There have been many studies predicting the death of many lower skilled jobs in the coming decades. Last year Deloitte Switzerland forecast that half of the current jobs currently available in Switzerland could be lost to automation. Top of the hit list are administrative, secretarial and agricultural jobs, but other studies have even hinted that accountants and pilots might have cause for concern.
The trade union Unia also fears the end of many retail, factory production line and healthcare jobs. Why do you need people to produce certain goods if a 3D printer can do the job just as well, asked Vania Alleva, Unia President in December. “Work that is currently carried out by people will be taken over by networks of machines and robots,” she said at a press conference on the subject.
Unia is also concerned that the workplace will become fractured with more people working freelance or from remote locations. This could destroy the power of collective labour bargaining, the union fears.
However, other observers have pointed out that – just as in other industrial revolutions – Industry 4.0 will undoubtedly create jobs as well. Robots will need to be designed and programmed and big data will have to be expertly analysed for it to be of any use.
“Workers trained in manual assembly will continue to be replaced by automated processes because Switzerland cannot afford to retain these work processes,” Roland Berger’s Sven Siepen told swissinfo.ch. “But this is nothing new. Some production sites in industrial cities such as Winterthur have long gone but employment levels have remained strong [unemployment ended 2015 at 3.3%].”
The 46th annual showcase event of the World Economic Forum will take place in Davos from January 20-23 under the title: “Mastering the Fourth Industrial Revolution”. Some 2,500 delegates will attend from the worlds of business, politics, civil society, culture, religion and science. Some 40 heads of state, including British Prime Minister David Cameron, US Vice-President Joe Biden, Canadian Prime Minister Justin Trudeau and Greek Prime Minister Alex Tsipras will be there.
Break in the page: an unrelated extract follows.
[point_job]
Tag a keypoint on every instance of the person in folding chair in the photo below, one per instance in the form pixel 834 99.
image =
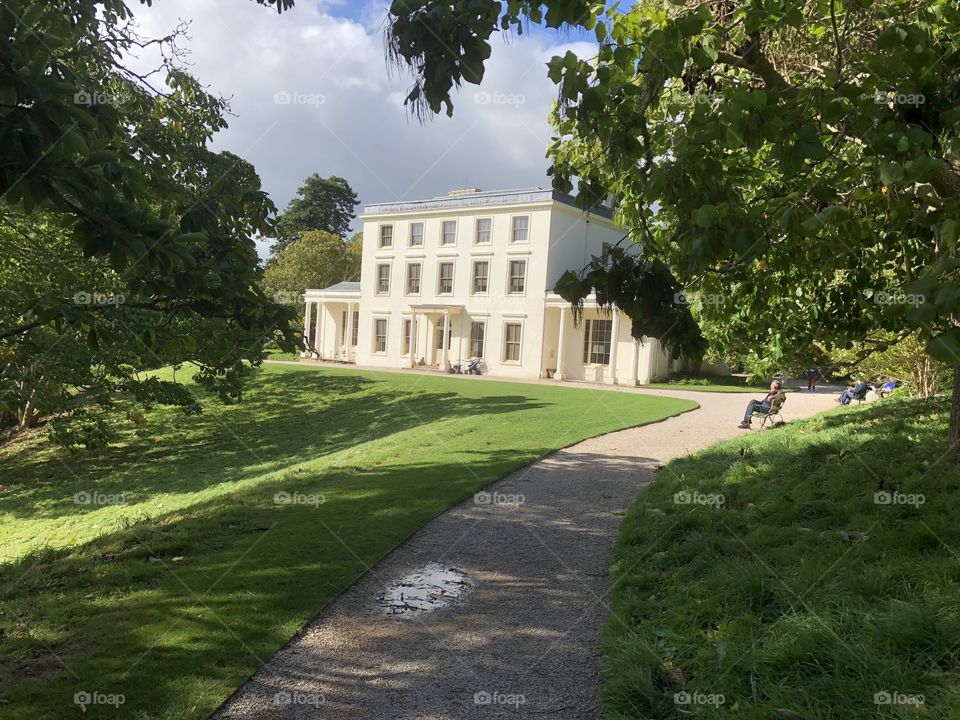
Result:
pixel 774 399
In addition to the fourth industrial revolution theme, WEF debates will also focus on the ongoing global threats to security, including terrorism, and on environmental issues following the successful Paris Climate meeting last December.
WEF was started by Klaus Schwab in 1971 at Davos, initially under the name “European Management Symposium”. It was designed to connect European business leaders to their counterparts in the United States to find ways of boosting connections and solving problems. The forum took its current name in 1987 as it broadened its horizons to provide a platform for finding solutions to international issues.